Our children begin their science experience in Early Years Foundation Stage, with informal investigation within the setting. Teachers facilitate children’s curiosity with open ended questions and clearly thought out learning experiences which are both child led and adult led. Their science experience forms the beginnings of scientific concepts that will be built in Year 1 and beyond.
The acquisition of key scientific knowledge is an integral part of our science lessons. We are developing knowledge organisers to support our children to retain the key vocabulary and knowledge contained in each unit.
Every year group builds upon their learning from prior years, developing depth of understanding and progression of skills. Children explore, question, predict, plan, carry out investigations and observations, and conclude their findings. In order to support children in their ability to know more and remember more, there are regular opportunities to review the learning that has occurred in previous topics as well as prior lessons.

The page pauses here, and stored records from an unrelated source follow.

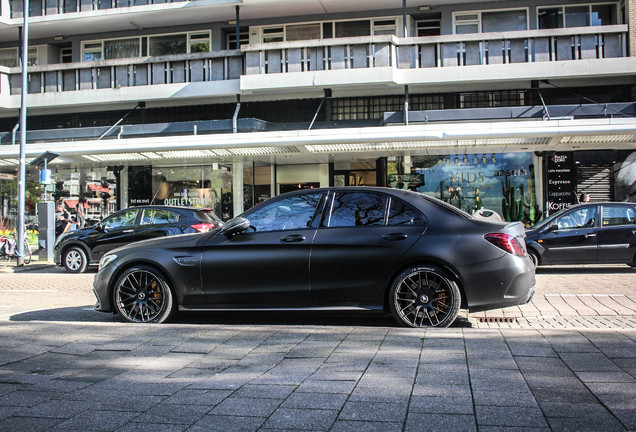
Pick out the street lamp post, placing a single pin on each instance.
(22, 175)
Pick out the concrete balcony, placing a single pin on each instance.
(58, 7)
(376, 63)
(583, 52)
(122, 80)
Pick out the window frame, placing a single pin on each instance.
(562, 7)
(373, 28)
(479, 20)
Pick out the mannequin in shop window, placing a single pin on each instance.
(64, 221)
(160, 189)
(80, 213)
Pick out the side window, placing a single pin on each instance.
(290, 213)
(401, 213)
(126, 218)
(158, 216)
(618, 215)
(357, 209)
(580, 218)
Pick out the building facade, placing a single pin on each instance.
(513, 106)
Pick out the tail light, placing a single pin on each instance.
(506, 242)
(204, 227)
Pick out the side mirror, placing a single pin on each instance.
(235, 226)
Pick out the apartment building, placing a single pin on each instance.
(512, 106)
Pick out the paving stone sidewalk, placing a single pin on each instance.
(68, 376)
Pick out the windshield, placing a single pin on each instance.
(207, 216)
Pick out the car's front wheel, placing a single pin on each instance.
(424, 296)
(74, 259)
(142, 295)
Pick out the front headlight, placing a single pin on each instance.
(106, 259)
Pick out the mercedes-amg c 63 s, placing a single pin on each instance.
(345, 248)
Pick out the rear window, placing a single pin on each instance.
(207, 216)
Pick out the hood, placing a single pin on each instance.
(169, 242)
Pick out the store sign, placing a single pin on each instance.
(405, 181)
(561, 182)
(139, 185)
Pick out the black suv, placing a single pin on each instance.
(76, 249)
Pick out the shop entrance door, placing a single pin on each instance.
(354, 178)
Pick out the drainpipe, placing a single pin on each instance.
(238, 29)
(139, 105)
(13, 132)
(327, 94)
(235, 116)
(405, 30)
(406, 105)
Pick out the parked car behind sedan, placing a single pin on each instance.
(591, 233)
(75, 250)
(350, 248)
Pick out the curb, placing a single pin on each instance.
(26, 268)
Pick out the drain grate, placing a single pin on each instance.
(498, 319)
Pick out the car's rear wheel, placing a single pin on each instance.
(74, 259)
(424, 296)
(142, 295)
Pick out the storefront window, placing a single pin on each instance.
(504, 182)
(207, 186)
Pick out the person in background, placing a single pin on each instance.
(63, 221)
(584, 197)
(80, 213)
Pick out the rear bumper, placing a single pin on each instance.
(506, 281)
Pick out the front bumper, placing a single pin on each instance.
(101, 288)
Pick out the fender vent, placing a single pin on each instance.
(498, 319)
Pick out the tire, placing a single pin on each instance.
(142, 295)
(74, 259)
(424, 296)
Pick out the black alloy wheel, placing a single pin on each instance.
(423, 296)
(142, 295)
(74, 259)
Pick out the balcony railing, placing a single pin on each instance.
(437, 51)
(385, 51)
(113, 74)
(55, 7)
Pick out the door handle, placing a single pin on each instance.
(394, 236)
(293, 238)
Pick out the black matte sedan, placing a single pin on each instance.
(590, 233)
(352, 248)
(75, 250)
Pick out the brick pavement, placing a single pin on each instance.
(567, 361)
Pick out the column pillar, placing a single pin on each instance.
(237, 188)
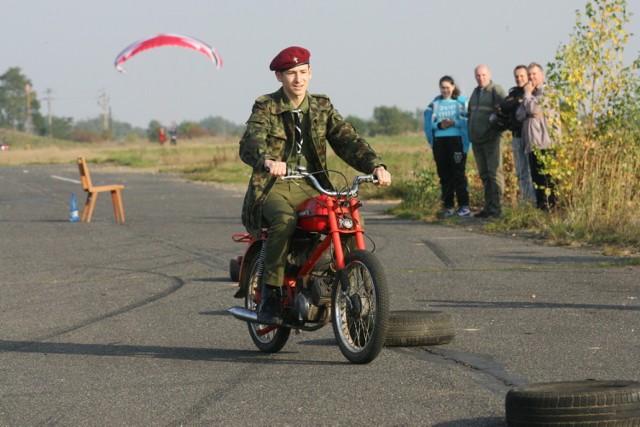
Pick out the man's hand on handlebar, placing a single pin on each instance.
(382, 175)
(275, 168)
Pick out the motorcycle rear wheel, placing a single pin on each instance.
(268, 339)
(361, 312)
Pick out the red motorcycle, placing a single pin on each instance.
(329, 277)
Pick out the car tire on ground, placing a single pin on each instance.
(579, 403)
(411, 328)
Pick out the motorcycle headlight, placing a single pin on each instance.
(346, 223)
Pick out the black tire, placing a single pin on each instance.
(360, 315)
(234, 268)
(580, 403)
(418, 328)
(268, 339)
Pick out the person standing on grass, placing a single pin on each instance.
(508, 107)
(445, 125)
(485, 139)
(540, 131)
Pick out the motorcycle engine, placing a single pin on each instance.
(312, 302)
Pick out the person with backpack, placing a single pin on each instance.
(485, 138)
(507, 116)
(445, 125)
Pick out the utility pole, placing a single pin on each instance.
(49, 117)
(28, 124)
(106, 110)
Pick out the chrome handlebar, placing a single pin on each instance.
(300, 172)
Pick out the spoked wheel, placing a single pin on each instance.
(361, 311)
(269, 339)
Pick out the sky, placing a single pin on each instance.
(364, 53)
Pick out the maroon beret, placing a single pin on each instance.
(289, 58)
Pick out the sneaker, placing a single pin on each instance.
(485, 214)
(448, 212)
(464, 211)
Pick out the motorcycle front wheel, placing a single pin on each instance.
(268, 339)
(360, 306)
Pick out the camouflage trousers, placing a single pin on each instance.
(279, 214)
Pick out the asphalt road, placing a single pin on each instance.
(107, 324)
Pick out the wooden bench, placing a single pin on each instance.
(92, 194)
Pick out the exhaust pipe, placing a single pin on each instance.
(244, 314)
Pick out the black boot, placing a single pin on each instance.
(270, 304)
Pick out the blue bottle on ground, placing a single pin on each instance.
(73, 208)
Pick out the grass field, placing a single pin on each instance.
(407, 157)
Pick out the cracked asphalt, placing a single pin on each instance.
(107, 324)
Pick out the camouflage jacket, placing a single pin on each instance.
(270, 135)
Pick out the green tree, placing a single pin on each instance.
(13, 99)
(596, 166)
(361, 125)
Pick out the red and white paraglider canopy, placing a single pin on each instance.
(167, 40)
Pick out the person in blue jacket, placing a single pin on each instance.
(445, 124)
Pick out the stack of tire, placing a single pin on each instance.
(579, 403)
(413, 328)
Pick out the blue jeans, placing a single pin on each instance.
(526, 192)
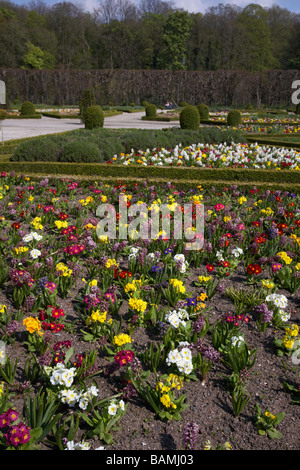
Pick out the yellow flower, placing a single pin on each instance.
(111, 263)
(242, 199)
(61, 224)
(288, 343)
(130, 287)
(138, 305)
(178, 285)
(33, 325)
(267, 283)
(64, 270)
(96, 316)
(121, 339)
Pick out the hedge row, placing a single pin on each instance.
(183, 185)
(273, 141)
(166, 173)
(101, 145)
(25, 116)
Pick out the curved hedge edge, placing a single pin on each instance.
(274, 143)
(5, 157)
(159, 118)
(28, 116)
(59, 116)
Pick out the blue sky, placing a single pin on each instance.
(194, 6)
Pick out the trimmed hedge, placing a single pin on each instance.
(27, 116)
(145, 172)
(189, 118)
(114, 142)
(273, 142)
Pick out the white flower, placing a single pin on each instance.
(237, 252)
(70, 445)
(69, 397)
(27, 238)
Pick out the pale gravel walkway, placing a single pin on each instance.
(22, 128)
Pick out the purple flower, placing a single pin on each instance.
(189, 435)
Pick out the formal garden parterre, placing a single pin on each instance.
(143, 344)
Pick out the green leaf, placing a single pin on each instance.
(274, 434)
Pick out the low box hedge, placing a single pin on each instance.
(179, 184)
(147, 172)
(28, 116)
(273, 142)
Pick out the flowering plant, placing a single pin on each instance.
(105, 418)
(266, 423)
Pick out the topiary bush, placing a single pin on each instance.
(80, 151)
(93, 117)
(189, 118)
(234, 118)
(151, 110)
(203, 110)
(27, 108)
(3, 114)
(87, 99)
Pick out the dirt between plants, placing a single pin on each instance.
(209, 405)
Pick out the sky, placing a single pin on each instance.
(192, 6)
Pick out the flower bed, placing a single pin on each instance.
(131, 343)
(225, 155)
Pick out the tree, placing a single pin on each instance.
(175, 35)
(257, 54)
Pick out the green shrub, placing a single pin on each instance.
(234, 118)
(93, 117)
(3, 114)
(203, 111)
(189, 118)
(80, 151)
(39, 149)
(27, 108)
(87, 99)
(151, 110)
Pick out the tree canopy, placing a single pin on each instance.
(154, 34)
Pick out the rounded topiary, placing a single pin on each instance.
(93, 116)
(87, 99)
(27, 108)
(151, 110)
(234, 118)
(3, 114)
(203, 111)
(80, 151)
(189, 118)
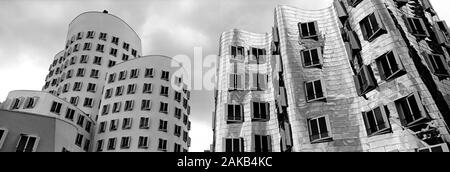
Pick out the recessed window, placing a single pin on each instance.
(90, 35)
(165, 75)
(146, 105)
(162, 125)
(144, 123)
(314, 91)
(411, 110)
(112, 143)
(99, 145)
(27, 143)
(149, 73)
(98, 60)
(115, 40)
(389, 66)
(127, 123)
(260, 111)
(372, 27)
(114, 125)
(416, 27)
(79, 140)
(113, 52)
(235, 113)
(257, 55)
(119, 90)
(163, 107)
(134, 73)
(177, 131)
(132, 88)
(125, 143)
(56, 107)
(129, 105)
(148, 88)
(91, 88)
(143, 142)
(259, 81)
(88, 102)
(234, 144)
(100, 48)
(162, 145)
(319, 129)
(263, 143)
(309, 30)
(438, 65)
(164, 91)
(103, 36)
(312, 57)
(102, 127)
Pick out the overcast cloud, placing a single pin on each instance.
(32, 32)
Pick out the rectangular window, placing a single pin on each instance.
(27, 143)
(148, 88)
(312, 57)
(263, 143)
(371, 27)
(134, 73)
(88, 102)
(177, 113)
(99, 145)
(143, 142)
(162, 145)
(165, 75)
(319, 129)
(314, 91)
(162, 126)
(114, 125)
(365, 80)
(3, 134)
(376, 121)
(149, 73)
(131, 89)
(416, 26)
(146, 105)
(163, 107)
(260, 111)
(438, 65)
(411, 110)
(237, 52)
(309, 30)
(113, 52)
(80, 121)
(129, 105)
(259, 81)
(164, 91)
(125, 143)
(91, 88)
(102, 127)
(234, 145)
(389, 66)
(144, 123)
(177, 131)
(98, 60)
(112, 143)
(116, 107)
(79, 140)
(56, 107)
(115, 40)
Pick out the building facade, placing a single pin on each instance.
(361, 75)
(101, 94)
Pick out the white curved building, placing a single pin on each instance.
(144, 107)
(131, 103)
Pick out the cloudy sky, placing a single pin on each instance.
(33, 31)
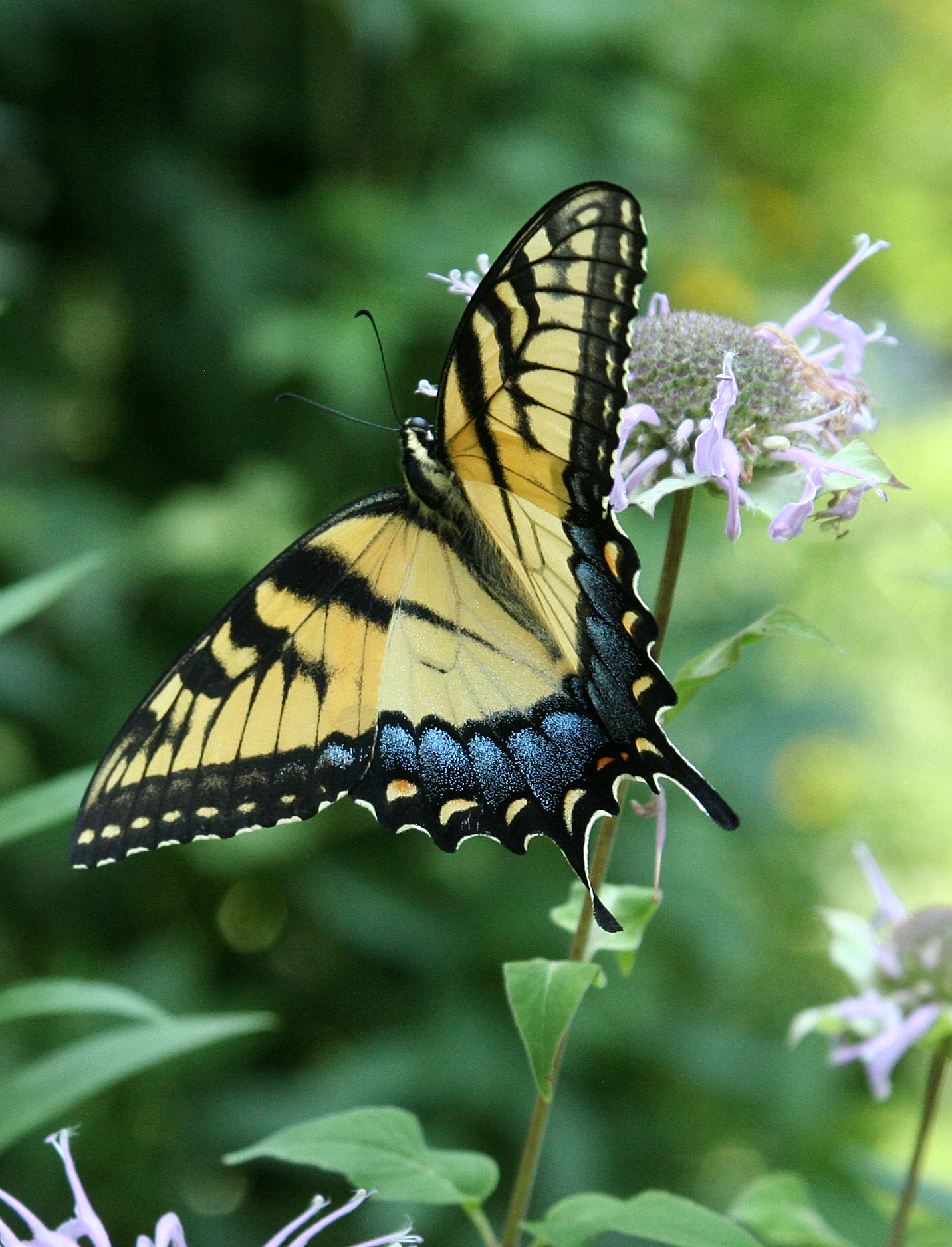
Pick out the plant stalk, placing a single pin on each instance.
(930, 1104)
(580, 948)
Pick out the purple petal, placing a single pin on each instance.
(881, 1054)
(811, 459)
(316, 1205)
(660, 834)
(790, 520)
(633, 415)
(169, 1232)
(891, 908)
(820, 302)
(85, 1212)
(709, 444)
(307, 1235)
(870, 1006)
(401, 1236)
(644, 469)
(731, 472)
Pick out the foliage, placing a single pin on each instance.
(193, 201)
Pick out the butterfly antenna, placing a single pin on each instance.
(334, 411)
(384, 358)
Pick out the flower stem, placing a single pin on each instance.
(580, 948)
(677, 538)
(933, 1086)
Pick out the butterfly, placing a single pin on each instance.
(465, 653)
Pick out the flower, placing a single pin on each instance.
(741, 403)
(465, 283)
(749, 401)
(169, 1228)
(902, 965)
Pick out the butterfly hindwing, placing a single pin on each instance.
(531, 405)
(468, 653)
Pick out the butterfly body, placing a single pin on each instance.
(465, 653)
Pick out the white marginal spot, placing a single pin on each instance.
(572, 798)
(455, 807)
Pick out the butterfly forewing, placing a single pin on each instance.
(482, 670)
(271, 714)
(531, 405)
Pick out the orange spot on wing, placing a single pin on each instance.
(613, 558)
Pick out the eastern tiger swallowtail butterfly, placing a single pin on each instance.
(465, 653)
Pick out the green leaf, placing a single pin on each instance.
(27, 598)
(76, 995)
(544, 996)
(859, 455)
(634, 908)
(770, 492)
(44, 804)
(648, 499)
(824, 1019)
(48, 1087)
(667, 1218)
(778, 1208)
(724, 655)
(852, 945)
(384, 1149)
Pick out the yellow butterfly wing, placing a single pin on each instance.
(271, 714)
(529, 414)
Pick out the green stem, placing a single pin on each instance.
(481, 1221)
(580, 948)
(677, 538)
(930, 1104)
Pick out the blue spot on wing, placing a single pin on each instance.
(443, 762)
(397, 748)
(574, 733)
(497, 776)
(336, 756)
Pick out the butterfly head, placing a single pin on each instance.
(429, 479)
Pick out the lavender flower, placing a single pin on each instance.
(169, 1228)
(902, 965)
(776, 402)
(741, 403)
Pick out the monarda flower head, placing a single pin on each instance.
(901, 964)
(771, 422)
(775, 423)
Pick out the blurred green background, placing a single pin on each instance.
(195, 197)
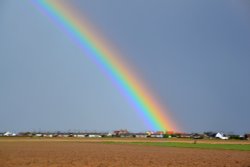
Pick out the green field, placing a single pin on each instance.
(242, 147)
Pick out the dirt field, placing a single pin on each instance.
(81, 153)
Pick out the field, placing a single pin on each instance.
(63, 152)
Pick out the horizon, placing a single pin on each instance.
(192, 56)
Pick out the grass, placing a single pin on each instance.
(241, 147)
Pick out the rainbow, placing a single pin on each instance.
(98, 50)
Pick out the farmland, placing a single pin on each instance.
(55, 152)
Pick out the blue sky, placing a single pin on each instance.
(194, 55)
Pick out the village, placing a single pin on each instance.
(123, 133)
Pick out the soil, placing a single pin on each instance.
(90, 154)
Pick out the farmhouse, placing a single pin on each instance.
(141, 135)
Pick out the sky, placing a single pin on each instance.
(194, 55)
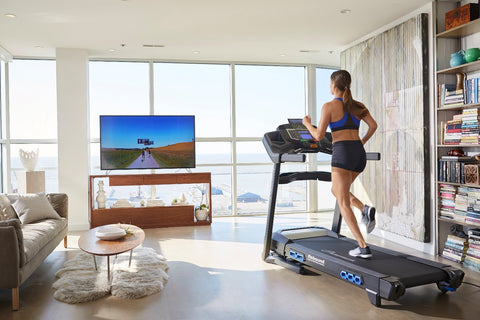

We monitor the impact of learning each lesson through teacher observations and questioning. We provide an end of unit assessment or quiz for each topic.
The expected impact of the Science curriculum is that children will:
- Demonstrate a love of science and an interest in the wider world.
- Develop scientific knowledge and understanding of concepts, answering scientific questions about the world around them through different types of enquiries.
- Develop and use a range of skills including observations, planning and carrying out investigations.
- To evoke an enthusiasm and enjoyment for scientific learning and discovery, creating independent learners who are eager to explore scientific questions.
- Be equipped with the knowledge needed to understand the breadth of science, through both it's uses and the implications of it, today and in the future.
- Use a range of methods to communicate their scientific findings and present it, including written explanations, ICT, diagrams, graphs and charts. These latter methods allow the children to apply their mathematical skills, in the areas of measure and data handling.
- Meet the end of key stage expectations outlined in the National Curriculum for Science.
- Most children will achieve age related expectations in science at the end of each academic year.